Am 07.10.2002 heiratete er seine zweite Ehefrau. Wäre die Wiederheirat noch bis Ende 2001 erfolgt, hätte er monatlich 323,39 € mehr an Zusatzrente erhalten (wg. Steuerklasse III). Bei einer Lebenserwartung von 20 Jahren ab Rentenbeginn und einer jährlichen Erhöhung der VBL-Zusatzrente um 1 Prozent kämen so insgesamt 85.449 € zusammen.
Das Landgericht Karlsruhe hat die Klage auf eine zusätzliche monatliche Rente von 323,39 € abgewiesen.

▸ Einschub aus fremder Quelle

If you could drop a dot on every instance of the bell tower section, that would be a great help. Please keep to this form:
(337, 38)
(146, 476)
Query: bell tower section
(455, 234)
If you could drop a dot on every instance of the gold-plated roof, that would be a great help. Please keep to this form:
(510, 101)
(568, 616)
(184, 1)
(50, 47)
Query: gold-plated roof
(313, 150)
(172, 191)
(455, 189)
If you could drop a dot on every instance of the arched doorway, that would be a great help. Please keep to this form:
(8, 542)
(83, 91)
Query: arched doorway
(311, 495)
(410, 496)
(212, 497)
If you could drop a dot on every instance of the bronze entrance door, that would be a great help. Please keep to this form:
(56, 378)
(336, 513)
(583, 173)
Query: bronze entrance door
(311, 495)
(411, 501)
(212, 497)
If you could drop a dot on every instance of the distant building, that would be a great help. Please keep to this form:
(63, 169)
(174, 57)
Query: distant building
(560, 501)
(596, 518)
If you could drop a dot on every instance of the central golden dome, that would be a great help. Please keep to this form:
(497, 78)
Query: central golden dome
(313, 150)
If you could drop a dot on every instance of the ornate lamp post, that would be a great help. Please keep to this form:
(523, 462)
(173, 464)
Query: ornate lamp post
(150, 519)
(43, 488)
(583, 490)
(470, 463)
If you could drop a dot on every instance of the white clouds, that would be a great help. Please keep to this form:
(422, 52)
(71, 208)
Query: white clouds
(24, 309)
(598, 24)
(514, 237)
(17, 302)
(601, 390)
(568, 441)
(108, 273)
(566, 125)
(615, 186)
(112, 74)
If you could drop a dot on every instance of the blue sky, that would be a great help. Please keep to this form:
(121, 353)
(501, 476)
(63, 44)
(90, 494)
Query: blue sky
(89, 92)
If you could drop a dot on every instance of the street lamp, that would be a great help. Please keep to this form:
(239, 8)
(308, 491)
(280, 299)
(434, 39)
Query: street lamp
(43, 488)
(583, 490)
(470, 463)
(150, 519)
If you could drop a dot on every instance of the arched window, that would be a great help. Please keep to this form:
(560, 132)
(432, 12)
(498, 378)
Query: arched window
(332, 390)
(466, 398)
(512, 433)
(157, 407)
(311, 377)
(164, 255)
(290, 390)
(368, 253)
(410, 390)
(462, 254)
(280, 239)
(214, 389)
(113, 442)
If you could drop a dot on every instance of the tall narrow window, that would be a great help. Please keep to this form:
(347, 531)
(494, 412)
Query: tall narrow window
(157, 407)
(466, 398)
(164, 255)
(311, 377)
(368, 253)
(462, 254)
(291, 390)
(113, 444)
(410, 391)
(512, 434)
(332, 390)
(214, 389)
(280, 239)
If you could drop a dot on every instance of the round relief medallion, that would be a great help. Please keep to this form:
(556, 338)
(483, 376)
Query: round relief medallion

Der Kläger wurde doppelt bestraft wegen des Verpassens von 2 Stichtagen.
1. Strafe: „Strafe der zu späten Wiederheirat“
Zwar war er über 30 Jahre (!) verheiratet, aber am Stichtag 31.12.2001 leider verwitwet. Daher bleibt er in der Steuerklasse I. Wäre der Kläger am 31.12.2001 noch oder schon wieder verheiratet gewesen, dann käme er in die Steuerklasse III und erhielte eine höhere VBL-Rente.
2. Strafe: „Strafe der zu späten Geburt“
Der Kläger ist ein so genannter Rentenferner, da er am 01.01.2002 das 55. Lebensjahr noch nicht vollendet hatte. Er war am 07.01.1947 geboren. Wäre er sechs Tage vorher geboren worden, wäre er ein so genannter "Rentennaher" und würde eine deutlich höhere Zusatzrente erhalten.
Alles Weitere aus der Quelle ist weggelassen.